Huma ha 14 anni è pachistana e cristiana come Asia Bibi costretta alla conversione all’Islam e al matrimonio con uno dei suoi rapitori.
Huma Younus è talmente bella da sembrare un ragazzo perché ha negli occhi la franchezza e l’ innocenza da ragazzo tipica di quei popoli.
Forse per quel tratto d’indolente grazia, per una saggezza meditativa che viene da lontano, e non conosce tempo. È una totalità; nobile e modesta.
Ha quattordici anni, l’età delle scelte. In alcune parti di mondo, è adulta. Ma mantiene una schiettezza a senso unico, davanti alla quale il passo deve fermarsi e restare in meditazione.
Huma è pachistana e cristiana, come Asia Bibi. Come lei, povera tra i poveri, perché i cristiani in Pakistan sono pochi, reietti e sottoposti a ogni genere d’angherie.
Due mesi fa è stata sequestrata, costretta alla conversione all’Islam e al matrimonio con uno dei suoi rapitori.
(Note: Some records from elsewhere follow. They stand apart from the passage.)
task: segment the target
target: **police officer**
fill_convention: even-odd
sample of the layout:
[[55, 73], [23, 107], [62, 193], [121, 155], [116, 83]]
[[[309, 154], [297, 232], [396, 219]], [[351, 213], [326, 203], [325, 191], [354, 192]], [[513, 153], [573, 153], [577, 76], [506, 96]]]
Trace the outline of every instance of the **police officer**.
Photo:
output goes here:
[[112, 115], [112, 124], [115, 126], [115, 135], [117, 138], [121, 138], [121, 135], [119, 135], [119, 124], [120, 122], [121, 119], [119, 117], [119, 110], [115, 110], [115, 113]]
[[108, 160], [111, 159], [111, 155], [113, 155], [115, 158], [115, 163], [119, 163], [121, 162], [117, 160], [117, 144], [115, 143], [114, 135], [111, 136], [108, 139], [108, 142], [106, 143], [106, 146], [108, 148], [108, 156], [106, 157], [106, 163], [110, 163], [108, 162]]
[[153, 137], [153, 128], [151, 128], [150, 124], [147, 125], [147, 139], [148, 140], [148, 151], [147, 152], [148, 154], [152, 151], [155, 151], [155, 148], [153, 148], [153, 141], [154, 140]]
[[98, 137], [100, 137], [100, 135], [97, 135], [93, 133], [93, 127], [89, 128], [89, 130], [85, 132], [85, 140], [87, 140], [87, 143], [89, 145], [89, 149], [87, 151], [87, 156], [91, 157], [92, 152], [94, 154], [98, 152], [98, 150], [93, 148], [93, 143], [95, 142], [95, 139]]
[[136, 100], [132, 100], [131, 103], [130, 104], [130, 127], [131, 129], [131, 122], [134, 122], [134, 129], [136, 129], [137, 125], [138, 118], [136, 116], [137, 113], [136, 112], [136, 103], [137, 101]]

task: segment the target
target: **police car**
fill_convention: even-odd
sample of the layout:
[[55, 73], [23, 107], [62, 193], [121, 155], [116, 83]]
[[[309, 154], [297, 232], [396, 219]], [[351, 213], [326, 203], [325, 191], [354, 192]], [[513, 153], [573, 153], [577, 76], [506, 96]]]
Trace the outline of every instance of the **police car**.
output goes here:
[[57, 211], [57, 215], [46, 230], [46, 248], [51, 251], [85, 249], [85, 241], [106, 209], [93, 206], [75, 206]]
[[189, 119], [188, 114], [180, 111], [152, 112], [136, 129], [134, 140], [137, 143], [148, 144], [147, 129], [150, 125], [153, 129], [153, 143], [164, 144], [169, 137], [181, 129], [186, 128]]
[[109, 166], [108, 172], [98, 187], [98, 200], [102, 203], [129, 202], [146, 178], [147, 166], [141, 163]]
Il quale ha pure accusato sia la famiglia, sia l’avvocata di quest’ultima, Tabassum Yousaf, di blasfemia: reato che comporta la pena di morte, e di cui spessissimo fanno le spese le minoranze religiose.
La vicenda di Huma non è purtroppo isolata: si stima che ogni anno un migliaio di ragazze indù e, appunto, cristiane subiscano la stessa sorte. Ma ogni caso è unico, e quello di Huma ha un pathos particolare. Rivela una storia di donne, di sorellanza tenace. Una storia di fede. Una storia orientale.
Una storia di fierezza, anche. Le poche fotografie rese pubbliche non trasmettono l’immagine d’una ragazza perseguitata. Huma non si crogiolava nel vittimismo, benché ne avesse tutte le ragioni. Viveva nella speranza del futuro, in una gioventù vasta e passionalmente sventata.
Il suo cristianesimo è adesione incondizionata, ragionamento del cuore. Appartiene all’Asia da cui è stato strappato. Di estraneo ha soltanto la vocazione originaria: l’esclusione, il rifiuto dei violenti e dei prevaricatori. Ma anche la forza della tenerezza.
Per Huma, come in precedenza per Asia Bibi, non si odono voci di attivisti occidentali.
Peccato, sarebbe così bella!… La sua immagine, però, non si presta a esotismi artificiosi. Ne sovverte i luoghi comuni. Ricorda che il cristianesimo non è Occidente, non è colonialismo, non è potere. Non è nemmeno patriarcato: lo sguardo di Huma Younas non ha nulla di sottomesso. Brilla della tranquilla serietà di chi si sente amata. È la creatura in cui Dio si compiace perché è “cosa molto buona” (Genesi 1). Completa in sé, prima che complementare all’altro. Completa in quanto donna. Resa donna dalla sua fede.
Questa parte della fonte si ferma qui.